The Bargain Was Struck, And Arrangements Were
Made To Start Off At Sunrise Next Day, My Commission Was Not Only To
See The Old Gentleman's Land, But To Visit The Surrounding Indians,
With A View To Missionary Work Being Commenced Among Them.
The morning dawned clear and propitious, but the chief had decided
not to go.
On enquiring the reason for the change of mind, I
discovered that his people had been telling him that I only wanted to
get him into the forest in order to kill him, and that I would not
give him the promised shirt and beads. I thought that it was much
more likely for him to kill me than I him, and I set his mind at rest
about the reward, for on the spot I gave him the coveted articles. On
receipt of those luxuries his doubts of me fled, and I soon assured
him that I had no intention whatever of taking his life. Towards noon
we started off, and, winding our way through the Indian paths in
single file, we again soon left behind us all signs of man, and saw
nothing to mark that any had passed that way before.
That night, as we sat under a large silk-cotton tree silently eating
supper off plates of palm leaves, the old chief suddenly threw down
his meat, and, with a startled expression, said, "I hear spirits!"
Never having heard such ethereal visitors myself, I smiled
incredulously, whereupon the old savage glared at me, and, leaving
his food upon the ground went away out of the firelight into the
darkness. Afraid that he might take one of the horses and return to
his people, I followed to soothe him, but his offended mood did not
pass until, as he said, the spirits had gone.
On the third day scarcity of water began to be felt. We had been
slowly ascending the rugged steeps of a mountain, and as the day wore
on the thirst grew painful. That night both we and the horses had to
be content with the dew-drops we sucked from the grass, and our dumb
companions showed signs of great exhaustion. The Indian assured me
that if we could push on we would, by next evening, come to a
beautiful lake in the mountains: so, ere the sun rose next morning,
we were in the saddle on our journey to the coveted water.

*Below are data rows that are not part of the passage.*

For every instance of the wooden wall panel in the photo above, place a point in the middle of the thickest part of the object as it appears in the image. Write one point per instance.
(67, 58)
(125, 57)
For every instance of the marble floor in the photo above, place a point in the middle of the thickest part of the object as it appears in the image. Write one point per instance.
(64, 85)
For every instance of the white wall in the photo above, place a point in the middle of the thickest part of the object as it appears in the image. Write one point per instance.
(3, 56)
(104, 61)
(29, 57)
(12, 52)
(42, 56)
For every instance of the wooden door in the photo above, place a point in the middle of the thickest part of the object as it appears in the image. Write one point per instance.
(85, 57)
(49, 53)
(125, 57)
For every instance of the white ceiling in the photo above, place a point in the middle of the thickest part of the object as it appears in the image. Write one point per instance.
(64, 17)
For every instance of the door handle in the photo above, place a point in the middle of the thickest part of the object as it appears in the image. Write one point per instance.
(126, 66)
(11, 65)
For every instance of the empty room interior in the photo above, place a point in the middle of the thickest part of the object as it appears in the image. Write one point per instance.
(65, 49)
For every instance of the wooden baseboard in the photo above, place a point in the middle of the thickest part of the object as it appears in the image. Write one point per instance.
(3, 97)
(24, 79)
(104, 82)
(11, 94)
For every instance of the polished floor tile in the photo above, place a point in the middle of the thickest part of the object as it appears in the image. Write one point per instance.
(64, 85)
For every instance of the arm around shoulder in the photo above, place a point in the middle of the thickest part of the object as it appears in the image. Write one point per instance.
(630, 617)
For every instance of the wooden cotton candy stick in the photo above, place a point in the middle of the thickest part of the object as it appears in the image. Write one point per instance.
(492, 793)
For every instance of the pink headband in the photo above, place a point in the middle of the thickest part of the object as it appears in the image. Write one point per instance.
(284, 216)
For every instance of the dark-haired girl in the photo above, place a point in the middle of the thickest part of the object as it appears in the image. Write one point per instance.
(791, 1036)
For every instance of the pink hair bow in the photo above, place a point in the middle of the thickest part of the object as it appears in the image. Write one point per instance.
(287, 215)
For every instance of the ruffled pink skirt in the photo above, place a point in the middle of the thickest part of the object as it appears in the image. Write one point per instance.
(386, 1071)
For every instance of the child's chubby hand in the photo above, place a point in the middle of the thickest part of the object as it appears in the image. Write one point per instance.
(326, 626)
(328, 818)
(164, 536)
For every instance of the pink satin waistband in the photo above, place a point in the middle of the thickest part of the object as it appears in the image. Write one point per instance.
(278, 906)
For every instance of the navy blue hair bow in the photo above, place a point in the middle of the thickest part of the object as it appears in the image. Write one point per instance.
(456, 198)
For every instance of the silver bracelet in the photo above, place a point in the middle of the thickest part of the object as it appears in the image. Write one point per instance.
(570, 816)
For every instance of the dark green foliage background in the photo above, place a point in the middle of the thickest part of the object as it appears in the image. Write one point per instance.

All that day we plodded along painfully, silently. Our lips were
dried together, and our tongues swollen. Thirst hurts! The horses
hung their heads and ears, and we were compelled to dismount and go
afoot. The poor creatures were getting so thin that our weight seemed
to crush them to the earth. The sun again set, darkness fell, and the
lake was, for all I could see, a dream of the chief, our guide. At
night, after repeating the sucking of the dew, we ate a little, drank
the blood of an animal, and tried to sleep.